L. A. Barnes is public librarian in the southern US. She is a Nerdist podcast listening, South Park loving, Twin Peaks conspiracy theorizing, Stephen King reading and Joss Whedon worshiping geek. The Pit is her first novel. She plans to explore the Watchmaker’s universe through four more novels.
IN SID, NADIA, HEINRICH AND Pati’s absence, Alex’s Tribe grew. The 50 Japanese tsunami survivors joined them after the fight with Marcus and the guards. In this context, ‘joined’ refers to inserting themselves into the tribe uninvited and replacing the dominant language (English) with a new one (Japanese). Regardless of the verbs involved, the new tribe members intended to accompany the original group through Hell.

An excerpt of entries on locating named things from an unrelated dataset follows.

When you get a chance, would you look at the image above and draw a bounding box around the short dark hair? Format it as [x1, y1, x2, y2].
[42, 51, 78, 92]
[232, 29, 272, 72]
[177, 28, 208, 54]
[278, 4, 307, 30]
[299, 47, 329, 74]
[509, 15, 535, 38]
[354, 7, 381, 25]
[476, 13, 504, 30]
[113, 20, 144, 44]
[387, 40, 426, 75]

First Nadia stood up on a boulder and announced that Heinrich would be coming with them. This was met with cheers and then translated into Japanese to be met with more cheers. Next, Nadia announced that their destination was a fire approximately a mile from the Camp. There they would meet Deborah, Misha and their group. Nadia stressed the importance of this opportunity to learn from someone who was trying to help others repent. This was met with somber nodding all around. Finally, Nadia reminded them of the original mission of the group back on day two, in the Pit. They were searching for answers. Even with more answers to seek out, Nadia expressed her hope that this group become something else as well. They chose not to accompany Marcus. Those with bodies in the Pit chose to bring them to the river. For these choices they’d already lost several members to the Gate.
“What we are, that Marcus’ people are not, is repentant,” she explained. “We intend to travel through Hell, find our bodies and take them to the river. For many of us, this will not close our crimes. We may continue to regret them. But this universe gave us a means of contrition, and we would feel inadequate if we ignored that.”
After the translation, Sid offered a suggestion. “Alex is gone. I’m betting most of you don’t even know who he was.” There were small nods. Obviously this man meant much to the founding members of the group, but that didn’t change the fact that most of them had never met him. “It’s not fair to everyone who’s new to call ourselves Alex’s Tribe anymore, no matter how much I like calling us a tribe. Perhaps a better description for us is The Repentant.”
It took a day to organize. With Marcus still out there, presumably wanting them destroyed, they had to be cautious. First, Heinrich gathered the uniforms to settle on a defense strategy. They chose one similar to the rotation Fox used on their trip down the worn path. It provided the added benefit of Heinrich showing respect for Fox’s leadership, which the uniforms who’d answered to both men appreciated. Next, to avoid being snatched, they decided to tie each person to someone else. Sid complained that they would like a kindergarten class on a museum visit. Despite this uncool association, the plan was enacted with shoelaces and bits of cloth. Finally, they planned on learning a little Japanese on the way because what is a road trip without entertainment. Once it was all done, The Repentant Tribe headed further into Hell via the long dark road.